Several prominent heart surgeons yesterday supported expanding use of the artificial heart as a temporary measure for patients awaiting human heart transplants, but most expressed serious concerns about continuing its experimental use in humans as a permanent heart replacement.

The strongest reaction came from Dr. Christiaan Barnard, the South African surgeon who made history in 1967 with the first human heart transplant. He called upon Dr. Robert K. Jarvik, the inventor of the Jarvik-7 artificial heart, and researchers using that device to forgo additional permanent-implantation attempts in humans.

"I see very little place for the mechanical device as an alternative to the human heart" on a permanent basis, Barnard said. In addition to knowing when to move out of the laboratory to test new ideas on patients, he said, researchers "must also know when to move back to the laboratory" if problems develop.

Barnard and others expressed concern about the frequency of complications in the heart implants tried to date, especially the strokes suffered by four of the seven Jarvik-7 patients and bleeding problems experienced by most of them.

Jarvik said his company, Symbion Inc., is working on modifying the Jarvik-7 to minimize the blood-clotting problems.
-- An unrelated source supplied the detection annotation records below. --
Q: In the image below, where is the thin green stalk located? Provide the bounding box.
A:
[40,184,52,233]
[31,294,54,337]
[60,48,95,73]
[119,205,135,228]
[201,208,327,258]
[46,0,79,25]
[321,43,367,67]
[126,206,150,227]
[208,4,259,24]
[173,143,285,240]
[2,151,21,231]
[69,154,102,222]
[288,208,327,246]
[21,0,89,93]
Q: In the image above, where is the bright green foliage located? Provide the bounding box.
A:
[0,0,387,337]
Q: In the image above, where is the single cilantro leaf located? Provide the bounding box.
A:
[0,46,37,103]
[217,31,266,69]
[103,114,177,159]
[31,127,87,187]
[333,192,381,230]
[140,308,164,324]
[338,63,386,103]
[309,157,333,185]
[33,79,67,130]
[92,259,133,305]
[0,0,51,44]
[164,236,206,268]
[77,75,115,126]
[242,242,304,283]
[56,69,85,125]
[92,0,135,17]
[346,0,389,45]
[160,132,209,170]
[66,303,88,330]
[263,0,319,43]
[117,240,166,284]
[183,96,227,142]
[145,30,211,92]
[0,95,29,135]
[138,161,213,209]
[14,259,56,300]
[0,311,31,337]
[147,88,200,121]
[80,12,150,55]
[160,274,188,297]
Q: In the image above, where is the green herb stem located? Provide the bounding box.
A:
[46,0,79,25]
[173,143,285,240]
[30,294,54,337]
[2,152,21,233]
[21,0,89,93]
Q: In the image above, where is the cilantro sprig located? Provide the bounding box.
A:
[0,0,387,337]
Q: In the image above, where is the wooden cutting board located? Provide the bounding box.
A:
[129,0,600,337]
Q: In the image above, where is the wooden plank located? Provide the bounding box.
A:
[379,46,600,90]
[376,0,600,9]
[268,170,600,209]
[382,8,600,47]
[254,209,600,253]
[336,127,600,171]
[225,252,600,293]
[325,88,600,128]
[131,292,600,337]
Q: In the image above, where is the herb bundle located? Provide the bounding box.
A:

But he defended the experimental effort as an "evolutionary" one in which the knowledge gained from one patient is utilized in treating the next.

Dr. William C. DeVries, who has performed four permanent artificial-heart implants -- including the first such implant, on Seattle dentist Barney B. Clark in 1982 -- said he will proceed with his experimental program and try another implant as soon as a patient becomes available at the Humana Heart Institute in Louisville.

"I'm going to keep going," he said. DeVries has federal permission for three more permanent implants -- the only U.S. doctor given such approval by the Food and Drug Administration.

While DeVries has vowed to proceed, Dr. Bjarne Semb of the Karolinska Institute in Stockholm, the only other surgeon who has done a permanent artificial-heart implant, said he will await design modifications in the Jarvik-7 before attempting another human implant.

The doctors spoke here at a conference, sponsored by the Foundation for American Communications and the Gannett Foundation, that brought together a small group of top medical experts and journalists to examine the medical and ethical issues raised by human heart replacement, both implants and transplants.

Although heart transplants are increasingly successful and more are being done -- more than 400 last year -- there is a shortage of donor organs and many patients die before a donor heart can be located. The temporary use of artificial hearts for dying patients awaiting transplants is expanding rapidly.

In the past week, two Pennsylvania institutions have implanted artificial hearts temporarily, one a Jarvik-7 and the other the new Penn State heart. The University of Arizona has made two temporary attempts this year -- an unauthorized and unsuccessful implant in March and a nine-day Jarvik-7 implant in August in Michael Drummond, who got a human heart transplant and continues to recuperate.

The University of Arizona's Dr. Jack Copeland and Dr. Denton A. Cooley, the Texas Heart Institute surgeon who did the first two temporary artificial-heart implants (in 1969 and 1981), supported the temporary use of artificial hearts, but not permanent implants.

Of the five men who have had permanent implants, three remain alive. William J. Schroeder has had two serious strokes since his implant at Humana 11 months ago, but is no longer in the hospital. Murray P. Haydon, who had an implant at Humana in February, also suffered a minor stroke and remains hospitalized with breathing problems. Swedish patient Leif Stenberg was mobile and active before he, too, suffered a stroke; he remains hospitalized.